Poor Little Rich Girl

(Andy Warhol, 1965)· Shot mostly in close-up, Poor Little Rich Girlis something like a "documentary" about Edie Sedgwick, waking up at home, putting on make-up, and talking to the off-screen Chuck Wein. It is also a profound meditation on issues Warhol is known for dealing with - surface appearances, fetishism - and issues he is less often associated with - loneliness, emptiness, vanity. Warhol creatively layered his out-of-focus first takes over the in-focus second takes to create an elusive portrait of his star.

runtime: 66m format: 16mm

 

7/26/2018 @ 7:00 PM

Straight Shooting

(John Ford, 1917) · John Ford's first full-length feature, Straight Shooting is a silent Western starring Harry Carey (Mr. Smith Goes to Washington) as Cheyenne Harry, a Generic gunman defending farmers' access to water. One of the first Westerns by a director who would go on to redefine and culminate the genre, Straight Shooting already displays glimmers of Ford's brilliant visual acumen. Print courtesy of the Library of Congress

runtime: 71m format: 35mm

 

8/2/2018 @ 7:00 PM

Nanook of the North

(Robert J. Flaherty, 1922) · A groundbreaking work in documentary film, Nanook of the North follows the lives of an Inuit family braving the unforgiving yet starkly beautiful landscapes of northern Quebec. Set apart by a vivacity that stems from its heroes' resourcefulness (famous scenes include a walrus hunt and the building of an igloo) as well as its own scrappily innovative filmmaking methods, Nanook endures thanks to its "assisted reality," as a milestone in implicit and explicit reportage of the human capacity for ingenuity and awe.

runtime: 79m format: 16mm

 

8/9/2018 @ 7:00 PM

Zorn's Lemma

(Hollis Frampton, 1970) · This seminal work of the American avant-garde takes its name from an influential axiom of mathematical set theory, and structures itself as an exploration of the letters of the alphabet, progressing from New York street signs and the Bible into an otherworldly realm of poetic abstraction.
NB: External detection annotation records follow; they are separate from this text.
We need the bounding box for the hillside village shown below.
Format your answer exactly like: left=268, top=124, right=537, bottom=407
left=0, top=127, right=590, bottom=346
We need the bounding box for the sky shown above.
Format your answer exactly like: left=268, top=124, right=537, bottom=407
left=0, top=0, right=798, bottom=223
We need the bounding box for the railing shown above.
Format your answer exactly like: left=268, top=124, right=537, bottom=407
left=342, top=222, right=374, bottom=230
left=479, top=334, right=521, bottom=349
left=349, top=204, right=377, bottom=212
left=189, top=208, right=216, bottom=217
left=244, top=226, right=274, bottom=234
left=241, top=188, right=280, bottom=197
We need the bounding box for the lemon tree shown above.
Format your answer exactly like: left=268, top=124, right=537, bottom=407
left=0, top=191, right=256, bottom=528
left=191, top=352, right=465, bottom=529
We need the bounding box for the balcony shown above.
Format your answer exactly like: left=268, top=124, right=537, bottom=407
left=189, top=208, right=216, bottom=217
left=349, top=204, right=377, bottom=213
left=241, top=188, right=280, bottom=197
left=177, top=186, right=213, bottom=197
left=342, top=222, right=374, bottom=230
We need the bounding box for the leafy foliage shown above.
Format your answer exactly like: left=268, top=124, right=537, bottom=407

In the words of film historian P. Adams Sitney, "at a time when radical uniqueness seems progressively less probable, Hollis Frampton has made a film that is absolutely one of its kind."

runtime: 60m format: 16mm

 

8/16/2018 @ 7:00 PM

Red Psalm

(Miklós Jancsó, 1972) · FREE SCREENING! Miklós Jancsó has been forgotten in the current craze for long-take cinema, despite being one of its most innovative forebears. Eschewing the rigorous austerity for which the mode is known, Jancsó's freewheeling camera tracks and pans wildly, fusing the long take with kinetic visual spectacle in the service of radical political critique. Red Psalm, which contains a total of just 26 shots, is a lushly sensual Hungarian Communist musical that utilizes this stylistic bravado to exhilarating effect.

runtime: 87m format: DVD

 

8/23/2018 @ 7:00 PM

Plaff!

(Juan Carlos Tabío, 1988) · Before receiving international acclaim with Strawberry and Chocolate, Juan Carlos Tabío's wicked humor took on 1980's Cuba in Plaff!. Concha, a superstitious widow, suddenly finds that someone is throwing eggs at her house. Unhappy with her son's recent marriage and aggravated by the egg-tossing felon, Concha lashes out as tension builds. On the cusp of the fall of the Berlin Wall, Tabío's quirky satire takes aim at Cuban society, with its target encompassing everything from the government to the very process of filmmaking itself.